At the start of the third day, when it became clear my enthusiasm wasn’t wearing off, Omari told me that he’d let me make a batch of red wine for myself. “Ryan, I don’t like red wine. When I drink, I drink a lot and after a couple liters of red it makes my heart race and my head hurt. I prefer white, but if you want red, this batch is for you. You can drink it all winter.”



So we made a batch for me and when that was done he took notice of Paige’s interest in the process as well. “Follow me,” he instructed us. We walked with him to a little vine-covered archway in a neighbor’s yard. “These are Saperavi grapes. We’ll pick them, press them, combine them with your red the wine we make will be your and Paige’s. Wine from this grape sells for $100 a bottle in Europe.”

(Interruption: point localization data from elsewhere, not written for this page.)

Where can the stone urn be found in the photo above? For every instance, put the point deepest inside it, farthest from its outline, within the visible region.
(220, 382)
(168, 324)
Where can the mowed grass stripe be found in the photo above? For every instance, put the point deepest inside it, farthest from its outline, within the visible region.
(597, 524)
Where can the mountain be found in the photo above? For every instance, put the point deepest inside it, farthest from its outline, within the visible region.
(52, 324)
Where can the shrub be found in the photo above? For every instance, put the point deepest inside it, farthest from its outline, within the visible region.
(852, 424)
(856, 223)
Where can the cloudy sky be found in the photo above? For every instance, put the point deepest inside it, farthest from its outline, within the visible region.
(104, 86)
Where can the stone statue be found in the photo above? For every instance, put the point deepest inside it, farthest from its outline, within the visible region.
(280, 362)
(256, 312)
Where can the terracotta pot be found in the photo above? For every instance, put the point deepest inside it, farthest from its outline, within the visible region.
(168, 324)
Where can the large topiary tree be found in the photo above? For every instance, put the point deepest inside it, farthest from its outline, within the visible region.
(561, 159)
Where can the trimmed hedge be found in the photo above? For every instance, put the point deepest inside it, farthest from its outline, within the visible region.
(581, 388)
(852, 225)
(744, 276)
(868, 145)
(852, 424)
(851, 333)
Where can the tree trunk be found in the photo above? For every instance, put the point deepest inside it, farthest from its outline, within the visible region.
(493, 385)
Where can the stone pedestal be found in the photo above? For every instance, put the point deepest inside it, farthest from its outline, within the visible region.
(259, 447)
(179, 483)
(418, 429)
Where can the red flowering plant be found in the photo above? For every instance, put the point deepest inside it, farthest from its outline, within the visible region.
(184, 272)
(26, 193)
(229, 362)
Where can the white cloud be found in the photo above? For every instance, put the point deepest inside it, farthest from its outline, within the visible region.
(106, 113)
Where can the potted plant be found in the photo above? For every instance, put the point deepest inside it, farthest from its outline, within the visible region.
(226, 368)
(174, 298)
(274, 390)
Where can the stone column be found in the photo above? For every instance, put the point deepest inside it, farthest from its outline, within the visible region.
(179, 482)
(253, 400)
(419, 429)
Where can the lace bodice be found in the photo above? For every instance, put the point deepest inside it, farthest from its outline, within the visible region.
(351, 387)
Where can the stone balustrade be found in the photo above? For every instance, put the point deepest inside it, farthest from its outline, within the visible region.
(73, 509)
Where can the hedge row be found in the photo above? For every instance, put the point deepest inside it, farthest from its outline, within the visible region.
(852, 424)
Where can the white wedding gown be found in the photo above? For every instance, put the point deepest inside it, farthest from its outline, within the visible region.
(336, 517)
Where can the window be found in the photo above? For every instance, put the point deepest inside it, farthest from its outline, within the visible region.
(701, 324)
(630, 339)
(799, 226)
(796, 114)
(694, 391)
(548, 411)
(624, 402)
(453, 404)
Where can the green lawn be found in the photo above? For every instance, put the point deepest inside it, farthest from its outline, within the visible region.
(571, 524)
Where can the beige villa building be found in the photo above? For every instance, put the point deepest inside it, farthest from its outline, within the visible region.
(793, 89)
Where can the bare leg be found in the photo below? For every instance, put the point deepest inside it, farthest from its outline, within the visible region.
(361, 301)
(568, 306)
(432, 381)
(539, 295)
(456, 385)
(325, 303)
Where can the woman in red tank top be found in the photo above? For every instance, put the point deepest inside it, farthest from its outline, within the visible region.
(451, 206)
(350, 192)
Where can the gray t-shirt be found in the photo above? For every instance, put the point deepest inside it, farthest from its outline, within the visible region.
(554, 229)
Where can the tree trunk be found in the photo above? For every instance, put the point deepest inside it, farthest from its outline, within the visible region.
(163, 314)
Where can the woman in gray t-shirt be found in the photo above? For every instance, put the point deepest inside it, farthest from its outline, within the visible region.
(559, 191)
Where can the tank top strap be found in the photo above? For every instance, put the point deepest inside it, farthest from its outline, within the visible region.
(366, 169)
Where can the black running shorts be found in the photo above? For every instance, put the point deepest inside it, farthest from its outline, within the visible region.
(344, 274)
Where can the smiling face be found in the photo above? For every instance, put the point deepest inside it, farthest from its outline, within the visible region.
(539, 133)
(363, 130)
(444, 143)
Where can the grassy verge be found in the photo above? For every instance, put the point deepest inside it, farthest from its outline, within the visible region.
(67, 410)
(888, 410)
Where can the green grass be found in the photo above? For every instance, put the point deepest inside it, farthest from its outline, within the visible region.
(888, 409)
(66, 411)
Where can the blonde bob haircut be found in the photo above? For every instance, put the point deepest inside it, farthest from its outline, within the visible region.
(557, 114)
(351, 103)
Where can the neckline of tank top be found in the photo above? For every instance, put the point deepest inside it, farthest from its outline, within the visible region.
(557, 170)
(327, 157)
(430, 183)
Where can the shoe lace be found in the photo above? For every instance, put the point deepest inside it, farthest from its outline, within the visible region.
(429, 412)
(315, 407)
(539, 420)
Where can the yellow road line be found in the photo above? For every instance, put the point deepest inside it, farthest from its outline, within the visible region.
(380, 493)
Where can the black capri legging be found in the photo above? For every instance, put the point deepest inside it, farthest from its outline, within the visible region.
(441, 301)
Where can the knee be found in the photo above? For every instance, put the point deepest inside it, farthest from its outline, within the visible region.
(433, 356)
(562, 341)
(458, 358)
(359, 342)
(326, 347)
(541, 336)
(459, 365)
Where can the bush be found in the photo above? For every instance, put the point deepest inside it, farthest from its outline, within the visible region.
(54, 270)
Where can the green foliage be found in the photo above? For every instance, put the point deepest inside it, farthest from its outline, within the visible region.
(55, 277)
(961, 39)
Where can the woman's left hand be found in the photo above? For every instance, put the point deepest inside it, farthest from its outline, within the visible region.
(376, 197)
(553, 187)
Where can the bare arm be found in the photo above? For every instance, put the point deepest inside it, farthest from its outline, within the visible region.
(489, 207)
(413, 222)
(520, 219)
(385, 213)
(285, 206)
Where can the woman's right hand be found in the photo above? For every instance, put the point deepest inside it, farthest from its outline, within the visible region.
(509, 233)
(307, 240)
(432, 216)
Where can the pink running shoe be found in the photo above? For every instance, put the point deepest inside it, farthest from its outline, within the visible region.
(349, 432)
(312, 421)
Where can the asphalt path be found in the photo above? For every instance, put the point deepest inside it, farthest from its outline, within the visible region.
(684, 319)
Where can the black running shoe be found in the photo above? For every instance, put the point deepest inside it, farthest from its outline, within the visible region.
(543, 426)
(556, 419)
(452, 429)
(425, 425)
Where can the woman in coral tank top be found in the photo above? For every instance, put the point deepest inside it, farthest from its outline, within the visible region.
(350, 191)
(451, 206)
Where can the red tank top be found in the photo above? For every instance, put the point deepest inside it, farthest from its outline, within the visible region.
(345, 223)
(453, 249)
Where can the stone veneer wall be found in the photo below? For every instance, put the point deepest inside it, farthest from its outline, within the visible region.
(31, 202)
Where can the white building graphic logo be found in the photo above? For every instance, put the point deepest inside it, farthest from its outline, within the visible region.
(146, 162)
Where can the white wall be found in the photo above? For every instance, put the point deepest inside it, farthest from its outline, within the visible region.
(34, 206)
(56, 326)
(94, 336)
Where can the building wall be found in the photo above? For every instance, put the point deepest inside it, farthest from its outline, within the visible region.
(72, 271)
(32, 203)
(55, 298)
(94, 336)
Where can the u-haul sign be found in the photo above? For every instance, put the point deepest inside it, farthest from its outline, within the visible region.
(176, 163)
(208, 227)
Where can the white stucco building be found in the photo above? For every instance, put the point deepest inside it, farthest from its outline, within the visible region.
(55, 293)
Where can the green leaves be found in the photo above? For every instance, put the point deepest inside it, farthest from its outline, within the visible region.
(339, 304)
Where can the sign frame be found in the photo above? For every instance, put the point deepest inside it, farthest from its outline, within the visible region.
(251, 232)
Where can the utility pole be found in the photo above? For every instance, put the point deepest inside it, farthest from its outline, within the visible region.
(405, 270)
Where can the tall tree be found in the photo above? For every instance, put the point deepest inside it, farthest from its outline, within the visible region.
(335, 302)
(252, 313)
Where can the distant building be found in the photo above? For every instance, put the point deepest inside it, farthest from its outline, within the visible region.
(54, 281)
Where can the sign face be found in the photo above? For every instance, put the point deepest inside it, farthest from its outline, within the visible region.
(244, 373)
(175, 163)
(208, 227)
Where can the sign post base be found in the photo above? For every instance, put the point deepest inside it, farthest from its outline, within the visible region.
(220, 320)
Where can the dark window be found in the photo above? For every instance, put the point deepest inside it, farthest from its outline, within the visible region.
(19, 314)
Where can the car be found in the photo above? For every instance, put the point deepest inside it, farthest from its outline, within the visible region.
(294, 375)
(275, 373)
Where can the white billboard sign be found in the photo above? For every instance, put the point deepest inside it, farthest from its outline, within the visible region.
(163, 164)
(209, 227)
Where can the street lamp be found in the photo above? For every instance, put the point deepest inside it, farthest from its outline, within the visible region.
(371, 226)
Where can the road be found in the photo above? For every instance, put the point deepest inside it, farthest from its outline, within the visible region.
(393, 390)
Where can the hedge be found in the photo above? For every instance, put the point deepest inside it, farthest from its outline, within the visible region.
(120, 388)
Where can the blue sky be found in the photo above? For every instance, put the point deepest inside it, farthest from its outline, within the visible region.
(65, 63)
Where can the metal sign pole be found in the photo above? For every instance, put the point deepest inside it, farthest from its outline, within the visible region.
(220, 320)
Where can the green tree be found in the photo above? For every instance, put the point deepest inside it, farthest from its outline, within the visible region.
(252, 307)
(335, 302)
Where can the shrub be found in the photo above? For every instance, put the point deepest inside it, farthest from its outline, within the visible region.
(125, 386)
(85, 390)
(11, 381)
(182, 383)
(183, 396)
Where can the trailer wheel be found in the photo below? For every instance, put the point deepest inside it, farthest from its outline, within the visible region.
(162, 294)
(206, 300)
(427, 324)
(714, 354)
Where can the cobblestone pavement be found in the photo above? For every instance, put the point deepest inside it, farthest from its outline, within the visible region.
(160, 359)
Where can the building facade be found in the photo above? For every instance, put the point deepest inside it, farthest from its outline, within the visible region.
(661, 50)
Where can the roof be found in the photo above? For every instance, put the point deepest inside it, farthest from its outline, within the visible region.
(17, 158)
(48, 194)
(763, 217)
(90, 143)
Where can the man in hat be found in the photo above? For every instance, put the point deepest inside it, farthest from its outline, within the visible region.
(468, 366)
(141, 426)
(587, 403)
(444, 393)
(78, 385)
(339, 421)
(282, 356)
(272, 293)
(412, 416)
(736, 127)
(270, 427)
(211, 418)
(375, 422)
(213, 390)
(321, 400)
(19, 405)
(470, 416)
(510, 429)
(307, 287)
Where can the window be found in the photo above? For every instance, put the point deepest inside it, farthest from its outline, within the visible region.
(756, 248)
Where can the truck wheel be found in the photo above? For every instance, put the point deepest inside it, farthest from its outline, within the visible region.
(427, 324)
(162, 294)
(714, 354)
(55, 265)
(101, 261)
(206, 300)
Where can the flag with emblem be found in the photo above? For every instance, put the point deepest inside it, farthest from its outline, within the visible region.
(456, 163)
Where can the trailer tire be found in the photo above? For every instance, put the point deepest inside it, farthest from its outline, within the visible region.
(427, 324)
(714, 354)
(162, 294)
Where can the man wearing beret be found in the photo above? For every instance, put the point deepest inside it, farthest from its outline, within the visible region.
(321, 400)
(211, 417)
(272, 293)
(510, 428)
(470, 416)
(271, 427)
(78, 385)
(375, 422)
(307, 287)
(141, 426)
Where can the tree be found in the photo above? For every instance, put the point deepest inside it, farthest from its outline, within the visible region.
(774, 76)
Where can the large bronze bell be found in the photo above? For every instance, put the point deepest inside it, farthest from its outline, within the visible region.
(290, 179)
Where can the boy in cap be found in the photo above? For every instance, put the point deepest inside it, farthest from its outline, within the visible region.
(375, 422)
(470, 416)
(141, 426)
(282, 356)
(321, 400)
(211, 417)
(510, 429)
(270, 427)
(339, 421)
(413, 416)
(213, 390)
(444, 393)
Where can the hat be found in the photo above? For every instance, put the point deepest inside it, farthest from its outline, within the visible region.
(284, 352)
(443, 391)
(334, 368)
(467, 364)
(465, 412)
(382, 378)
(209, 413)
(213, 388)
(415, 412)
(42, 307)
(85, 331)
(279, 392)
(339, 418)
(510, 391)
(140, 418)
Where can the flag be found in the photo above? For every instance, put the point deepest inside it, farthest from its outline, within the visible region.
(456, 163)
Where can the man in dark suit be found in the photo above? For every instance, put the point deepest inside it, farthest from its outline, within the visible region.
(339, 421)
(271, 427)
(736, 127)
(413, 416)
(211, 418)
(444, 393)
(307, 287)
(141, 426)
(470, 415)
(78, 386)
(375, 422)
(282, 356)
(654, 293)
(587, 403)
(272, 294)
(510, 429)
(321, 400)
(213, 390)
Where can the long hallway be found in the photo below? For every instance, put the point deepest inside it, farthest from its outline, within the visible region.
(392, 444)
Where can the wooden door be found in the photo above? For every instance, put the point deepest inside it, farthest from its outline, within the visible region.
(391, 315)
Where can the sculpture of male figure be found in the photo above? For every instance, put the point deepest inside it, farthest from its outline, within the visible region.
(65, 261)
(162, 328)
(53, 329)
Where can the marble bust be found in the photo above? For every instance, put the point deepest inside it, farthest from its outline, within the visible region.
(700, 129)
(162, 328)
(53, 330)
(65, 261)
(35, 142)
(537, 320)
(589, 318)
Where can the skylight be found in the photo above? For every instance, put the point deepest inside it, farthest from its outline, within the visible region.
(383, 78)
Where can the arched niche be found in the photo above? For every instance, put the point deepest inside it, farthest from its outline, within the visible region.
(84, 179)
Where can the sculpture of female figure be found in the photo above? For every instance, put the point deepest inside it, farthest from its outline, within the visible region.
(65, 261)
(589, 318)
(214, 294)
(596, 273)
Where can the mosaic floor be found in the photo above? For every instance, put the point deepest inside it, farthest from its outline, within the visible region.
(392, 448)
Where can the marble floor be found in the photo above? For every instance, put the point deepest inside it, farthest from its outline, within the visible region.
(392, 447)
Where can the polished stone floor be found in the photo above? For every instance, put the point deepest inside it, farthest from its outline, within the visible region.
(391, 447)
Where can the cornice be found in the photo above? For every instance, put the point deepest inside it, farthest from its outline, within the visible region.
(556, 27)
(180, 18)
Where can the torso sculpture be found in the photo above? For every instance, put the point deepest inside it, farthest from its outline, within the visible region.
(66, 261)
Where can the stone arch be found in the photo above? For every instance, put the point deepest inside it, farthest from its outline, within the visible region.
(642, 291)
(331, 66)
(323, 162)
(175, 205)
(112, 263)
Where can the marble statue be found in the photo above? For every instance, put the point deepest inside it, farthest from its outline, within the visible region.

Saperavi wine, both red and white, is what comes in actual glass bottles at restaurants in Tbilisi. It is not generally sold in 2 liter Coke bottles like the other stuff. We treated these grapes with reverence. Unlike the others, we left the partly rotten bunches on the vine, picked only the fullest grapes and discarded the stems and smallish grapes. Spiders and worms were searched out and discarded. Then we mashed them and placed them in a large bowl. Later we mixed the two together, about 15 gallons in all. I guess I have my winter cut out for me.

When the work was over my family was relieved, but I wanted to make more, not that the 300+ gallons wasn’t more than enough. Currently the wine is still juice, but if the bubbling in the glass bottles and the sour smell in the storeroom is any indicator, it is rapidly fermenting and turning to wine. I go in a few times a day to check on them, to watch the sediments drop, the bubbles rise and fizz, the chemical changes taking place. You can actually here it when you walk in the room, the low buzz of the fermenting.

And even though the wine making is over, we still have to make tcha-tcha, a homemade and very potent alcohol derived from the boiled refuse of pressed grape. I’m looking forward to watching my host father light a fire and put his big copper still to use. I’m not as excited about having to drink any of that toxic swill.



So this was probably my favorite weekend in Georgia and I didn’t want it to end. I want to go on making wine now that I have the general know-how. So let me announce my intention to continue this back in America. If others are interested, we could buy grapes wholesale in Eastern Washington and use the cider press on Bainbridge to press the grapes. We could form a little co-op of interested folks to go in on the large glass bottles to hold the wine and then store it in my parents’ basement (they’ve already consented). We could produce quite a supply. Pojken? Jesse? Fitz? Luther? Derek and Jennifer? Surely Allison and Luka would want to make wine for their growing supras, right? Anyone interested?

If you are, Paige and I can show you how it’s done. After all, we’ve apprenticed at the feet of the people who invented wine. We’re steeped in a tradition going back thousands of years. We’re vintners now.

3 Comments:

Blogger betty and aster said...

This comment has been removed by the author.

8:28 PM  
Anonymous Anonymous said...

Ryan, I think you have found your vocation. Forget grad school, it's a lot of debt and little to no payoff. Start your own winery in the Colombia Valley. (Incidentally, Pojken and I can have our wedding there.)

4:31 PM  
Anonymous Anonymous said...

I'm in. Where did you get those croc's? and capri pants?